The playbook
Nineteen canonical system-design questions, each walked through end-to-end at the depth senior+ loops expect. Same shape every time: clarifying questions, capacity math, API, schema, the architecture diagram, the deep dive on the hard part, the failure modes, the trade-offs. The goal isn't memorisation — the patterns repeat, and once you've done four of these the fifth is a remix.
19 designs
The 19 designs
Each is walked end-to-end. Roughly 25–35 minutes of careful reading per page.
- 01
URL shortener
The canonical first design. Counter vs. hash vs. Snowflake IDs, base62, cache strategy, eviction, the analytics pipeline.
- 02
Pastebin
Object storage + edge cache + retention. Tiered storage, content-addressed dedupe, the abuse-handling pipeline.
- 03
Distributed key-value store
Dynamo-style. Consistent hashing, vector clocks, sloppy quorum, hinted handoff, anti-entropy.
- 04
News feed
Pull vs. push vs. hybrid.
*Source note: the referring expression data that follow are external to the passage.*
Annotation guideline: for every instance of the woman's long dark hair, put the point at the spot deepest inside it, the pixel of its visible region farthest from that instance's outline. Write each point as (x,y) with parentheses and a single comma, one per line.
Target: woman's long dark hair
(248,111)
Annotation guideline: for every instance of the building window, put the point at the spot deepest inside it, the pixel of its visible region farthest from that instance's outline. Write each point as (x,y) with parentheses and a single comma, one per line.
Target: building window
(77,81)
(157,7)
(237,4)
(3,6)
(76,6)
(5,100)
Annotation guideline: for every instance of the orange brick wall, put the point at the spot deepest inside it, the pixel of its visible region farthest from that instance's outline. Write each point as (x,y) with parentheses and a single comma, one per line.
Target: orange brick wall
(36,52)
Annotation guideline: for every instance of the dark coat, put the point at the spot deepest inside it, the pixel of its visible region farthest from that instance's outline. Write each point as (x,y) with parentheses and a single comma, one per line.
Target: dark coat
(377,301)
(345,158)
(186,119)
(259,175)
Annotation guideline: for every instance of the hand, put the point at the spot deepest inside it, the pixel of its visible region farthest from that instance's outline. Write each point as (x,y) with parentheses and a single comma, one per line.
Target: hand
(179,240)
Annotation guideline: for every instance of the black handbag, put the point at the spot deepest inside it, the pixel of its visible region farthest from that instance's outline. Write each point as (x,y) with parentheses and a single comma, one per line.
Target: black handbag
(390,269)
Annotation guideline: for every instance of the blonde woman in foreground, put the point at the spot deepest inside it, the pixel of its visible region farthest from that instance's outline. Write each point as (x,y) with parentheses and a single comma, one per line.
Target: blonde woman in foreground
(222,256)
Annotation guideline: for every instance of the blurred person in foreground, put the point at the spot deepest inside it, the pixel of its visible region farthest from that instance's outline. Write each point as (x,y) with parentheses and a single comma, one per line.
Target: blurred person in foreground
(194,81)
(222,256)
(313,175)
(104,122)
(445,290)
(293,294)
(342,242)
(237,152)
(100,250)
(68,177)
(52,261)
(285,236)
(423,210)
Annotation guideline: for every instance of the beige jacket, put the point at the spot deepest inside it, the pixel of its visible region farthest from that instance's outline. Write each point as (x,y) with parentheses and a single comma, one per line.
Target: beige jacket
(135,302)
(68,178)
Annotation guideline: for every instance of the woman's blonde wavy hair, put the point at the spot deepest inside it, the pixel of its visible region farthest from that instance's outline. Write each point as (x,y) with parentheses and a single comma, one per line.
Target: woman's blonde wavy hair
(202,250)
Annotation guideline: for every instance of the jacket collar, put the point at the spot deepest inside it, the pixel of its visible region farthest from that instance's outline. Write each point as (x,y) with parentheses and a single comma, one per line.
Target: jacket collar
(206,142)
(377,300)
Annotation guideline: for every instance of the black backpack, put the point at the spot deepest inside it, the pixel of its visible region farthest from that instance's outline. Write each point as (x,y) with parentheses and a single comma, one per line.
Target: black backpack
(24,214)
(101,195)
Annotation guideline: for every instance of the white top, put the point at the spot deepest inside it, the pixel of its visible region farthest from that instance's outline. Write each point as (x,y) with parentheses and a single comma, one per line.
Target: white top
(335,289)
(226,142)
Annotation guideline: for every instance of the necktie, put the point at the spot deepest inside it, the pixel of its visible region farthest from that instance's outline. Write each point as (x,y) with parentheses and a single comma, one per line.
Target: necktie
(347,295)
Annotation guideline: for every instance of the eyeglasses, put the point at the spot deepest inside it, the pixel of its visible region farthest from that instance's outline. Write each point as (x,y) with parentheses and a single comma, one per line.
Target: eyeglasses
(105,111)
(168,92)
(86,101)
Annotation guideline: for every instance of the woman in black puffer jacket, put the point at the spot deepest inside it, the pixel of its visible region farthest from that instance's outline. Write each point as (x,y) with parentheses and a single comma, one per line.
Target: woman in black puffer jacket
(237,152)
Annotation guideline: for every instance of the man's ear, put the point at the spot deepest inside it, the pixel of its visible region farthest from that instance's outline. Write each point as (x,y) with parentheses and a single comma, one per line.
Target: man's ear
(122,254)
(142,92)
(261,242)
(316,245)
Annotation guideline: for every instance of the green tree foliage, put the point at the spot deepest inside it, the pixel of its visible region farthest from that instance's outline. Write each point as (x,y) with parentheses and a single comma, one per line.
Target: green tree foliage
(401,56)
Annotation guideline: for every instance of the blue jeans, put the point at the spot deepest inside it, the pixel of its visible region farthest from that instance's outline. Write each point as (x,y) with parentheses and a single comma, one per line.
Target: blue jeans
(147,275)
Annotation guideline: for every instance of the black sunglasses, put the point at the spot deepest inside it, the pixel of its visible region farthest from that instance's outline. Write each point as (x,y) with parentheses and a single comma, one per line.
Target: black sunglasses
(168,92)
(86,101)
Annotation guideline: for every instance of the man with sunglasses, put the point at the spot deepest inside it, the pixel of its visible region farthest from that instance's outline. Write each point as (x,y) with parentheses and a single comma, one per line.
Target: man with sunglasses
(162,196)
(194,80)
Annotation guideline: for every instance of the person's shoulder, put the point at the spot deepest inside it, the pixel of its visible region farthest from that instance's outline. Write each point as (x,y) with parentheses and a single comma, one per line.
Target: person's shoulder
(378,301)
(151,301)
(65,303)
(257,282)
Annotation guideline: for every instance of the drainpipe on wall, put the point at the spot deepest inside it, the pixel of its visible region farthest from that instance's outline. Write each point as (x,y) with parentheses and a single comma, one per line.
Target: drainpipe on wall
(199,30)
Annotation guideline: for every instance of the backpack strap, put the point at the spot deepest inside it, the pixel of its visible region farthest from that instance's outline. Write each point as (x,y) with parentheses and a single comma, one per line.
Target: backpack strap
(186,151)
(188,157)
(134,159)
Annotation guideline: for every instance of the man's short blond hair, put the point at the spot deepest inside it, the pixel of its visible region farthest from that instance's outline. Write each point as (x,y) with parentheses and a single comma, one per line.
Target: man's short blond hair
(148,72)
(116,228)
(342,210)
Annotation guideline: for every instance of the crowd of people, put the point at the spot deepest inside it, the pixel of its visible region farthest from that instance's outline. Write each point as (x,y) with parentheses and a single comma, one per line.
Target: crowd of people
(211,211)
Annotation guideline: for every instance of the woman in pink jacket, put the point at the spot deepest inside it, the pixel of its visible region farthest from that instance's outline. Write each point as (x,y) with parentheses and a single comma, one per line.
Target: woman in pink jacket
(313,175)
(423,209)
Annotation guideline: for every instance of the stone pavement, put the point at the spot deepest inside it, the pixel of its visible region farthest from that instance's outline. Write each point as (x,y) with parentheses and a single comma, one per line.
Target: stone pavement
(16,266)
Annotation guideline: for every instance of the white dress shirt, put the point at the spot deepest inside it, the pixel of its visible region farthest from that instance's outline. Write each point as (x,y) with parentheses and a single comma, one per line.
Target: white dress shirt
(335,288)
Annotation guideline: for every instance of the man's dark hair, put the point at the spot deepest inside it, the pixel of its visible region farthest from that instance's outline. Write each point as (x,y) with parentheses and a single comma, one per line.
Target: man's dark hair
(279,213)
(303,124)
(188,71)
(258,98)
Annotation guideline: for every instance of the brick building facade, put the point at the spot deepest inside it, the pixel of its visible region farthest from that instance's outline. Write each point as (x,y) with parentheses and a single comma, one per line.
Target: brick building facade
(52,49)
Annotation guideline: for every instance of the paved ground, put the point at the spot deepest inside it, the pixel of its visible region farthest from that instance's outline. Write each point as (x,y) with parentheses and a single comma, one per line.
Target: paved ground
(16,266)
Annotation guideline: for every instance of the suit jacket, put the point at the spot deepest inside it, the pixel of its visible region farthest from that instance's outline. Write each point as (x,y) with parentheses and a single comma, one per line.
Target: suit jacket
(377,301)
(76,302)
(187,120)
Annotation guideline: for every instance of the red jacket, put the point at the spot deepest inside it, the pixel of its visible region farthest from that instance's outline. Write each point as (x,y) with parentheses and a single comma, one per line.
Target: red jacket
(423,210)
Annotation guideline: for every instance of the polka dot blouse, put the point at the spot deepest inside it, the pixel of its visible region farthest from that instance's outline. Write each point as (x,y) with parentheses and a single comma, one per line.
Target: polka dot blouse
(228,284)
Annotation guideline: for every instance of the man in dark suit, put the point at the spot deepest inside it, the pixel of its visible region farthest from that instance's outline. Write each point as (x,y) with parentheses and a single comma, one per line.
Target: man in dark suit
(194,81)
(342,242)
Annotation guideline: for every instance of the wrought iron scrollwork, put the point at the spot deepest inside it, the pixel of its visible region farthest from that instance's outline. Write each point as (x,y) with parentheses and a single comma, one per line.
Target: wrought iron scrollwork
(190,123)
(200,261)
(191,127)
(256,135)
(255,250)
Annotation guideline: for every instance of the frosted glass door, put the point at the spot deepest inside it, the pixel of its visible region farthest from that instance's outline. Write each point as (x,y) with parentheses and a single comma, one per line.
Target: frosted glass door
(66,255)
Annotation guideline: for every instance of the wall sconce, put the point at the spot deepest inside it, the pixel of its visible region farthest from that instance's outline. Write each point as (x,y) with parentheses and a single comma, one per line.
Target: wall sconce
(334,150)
Fan-out on write for the famous, on read for the rest. Ranking, dedupe, freshness.
- 05
Chat / DM
WebSocket fleet, message store, presence, delivery semantics, group fan-out.
- 06
Distributed rate limiter
Token bucket vs. sliding window. Lua-on-Redis, the local-cache-with-sync pattern, hot-key sharding.
- 07
Notification system
Push, email, SMS — fan-out, dedupe, retry, regulated delivery, the privacy story.
- 08
Ride matching (Uber-shape)
Geospatial indexing — geohash, S2, quadtree. Driver-rider matching, ETAs, surge pricing, the trip lifecycle, multi-region.
- 09
Search autocomplete / typeahead
Prefix tries, query-log ranking, top-k per prefix, the offline freshness pipeline, edge caching, personalisation hooks.
- 10
Web crawler
The URL frontier, politeness, dedup (Bloom + canonical URL), DNS caching, content storage tier, the re-crawl scheduler.
- 11
Top-k / trending
Count-min sketch, heavy hitters, decay windows, two-tier (real-time + batch) aggregation. The "trending tweets" pipeline.
- 12
Distributed scheduler (cron at scale)
Single-leader vs. sharded scheduling, durable schedule store, fire-once semantics, missed-tick handling, at-least-once vs. at-most-once.
- 13
Event ingestion (ad-click counter)
Kafka tier, idempotency keys, columnar OLAP rollups, fraud filter, exactly-once accounting, billing-grade correctness.
- 14
Object storage (S3-shape)
Bucket + key namespace, erasure coding vs. replication, multi-part upload, the eventual-vs-strong read-after-write story, eleven-nines durability.
- 15
Twitter
The 250M-DAU read-heavy feed. Timeline fan-out, the celebrity problem, ranking, search. The canonical hybrid push/pull design.
- 16
Instagram
Write-heavy photo upload at scale. Direct-to-S3 uploads, the variant-encoding pipeline, the CDN strategy that absorbs ~95% of egress.
- 17
Mint (account aggregation)
Scheduled sync against fragile partner APIs. Idempotent retries, per-institution rate limits, credential encryption, categorisation.
- 18
Netflix
Video streaming at planet scale. Adaptive bitrate, the Open Connect private CDN, per-shot encoding, recommendations.
- 19
Scale to millions on AWS
The layer-by-layer evolution: one EC2 → ALB + ASG → microservices + sharded data → multi-region. What breaks first at each stage.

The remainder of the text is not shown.